We feel what we eat. What we eat has an immediate as well as long term affect on our health. Good nutrition plays an important role in helping you lead a healthy lifestyle. Combined with physical activity, your diet can help you reach and maintain a healthy weight and reduce your risk of chronic conditions such as diabetes or heart disease, and promote overall health and wellbeing.

Maintain a healthy lifestyle and eating healthy doesn’t have to be hard. You can start by making small changes into your daily eating habits which over time can turn into a habit.

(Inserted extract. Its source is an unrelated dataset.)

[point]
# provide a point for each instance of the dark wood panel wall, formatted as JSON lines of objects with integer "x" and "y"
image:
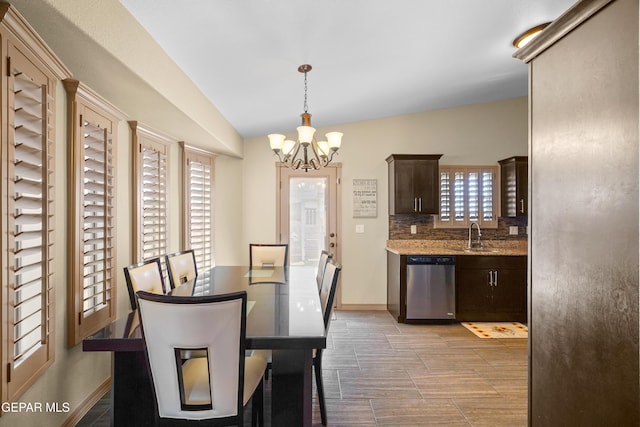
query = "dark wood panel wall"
{"x": 584, "y": 354}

1. Make half your plate fruits and vegetables

Choose red, orange, and dark-green vegetables along with other vegetables for your meals. Add fruit to meals as part of main or side dishes or as dessert. The more colorful you make your plate, the more likely you are to get the vitamins, minerals, and fibre your body needs to be healthy.

2. Make half the grains you eat whole grains

Switch from a refined-grain food to a whole-grain food. For example, choose whole-wheat bread instead of white bread. Read the ingredients list and choose products that list a whole-grain ingredients first.

3. Switch to fat-free or low-fat (1%) milk

Both have the same amount of calcium and other essential nutrients as whole milk, but fewer calories and less saturated fat.

4. Choose a variety of lean protein foods

Protein foods group includes not only meat, poultry, and seafood, but also dry beans or peas, eggs, nuts, and seeds.

5. Compare sodium in foods

Use the Nutrition Facts label to choose lower sodium versions of foods like soup, bread, and frozen meals. Select canned foods labelled “low sodium,” “reduced sodium,” or “no salt added.”

6. Drink water instead of sugary drinks

Drink water to cut back on unnecessary calories from sugary drinks. Soda, energy drinks, and sports drinks are a major source of added sugar and calories in diets. To add flavor to your water, add a slice of lemon, lime, apple or fresh herbs like mint or basil.

7. If you are non-vegetarian, Eat some seafood

Seafood has protein, minerals, and omega-3 fatty acids (heart-healthy fat). Adults should try to eat at least eight ounces a week of a variety of seafood. Children can eat smaller amounts of seafood.

8. Cut back on solid fats

Eat fewer foods that contain solid fats. The major sources for are cakes, cookies, and other desserts (often made with butter, margarine, or shortening); and ice cream.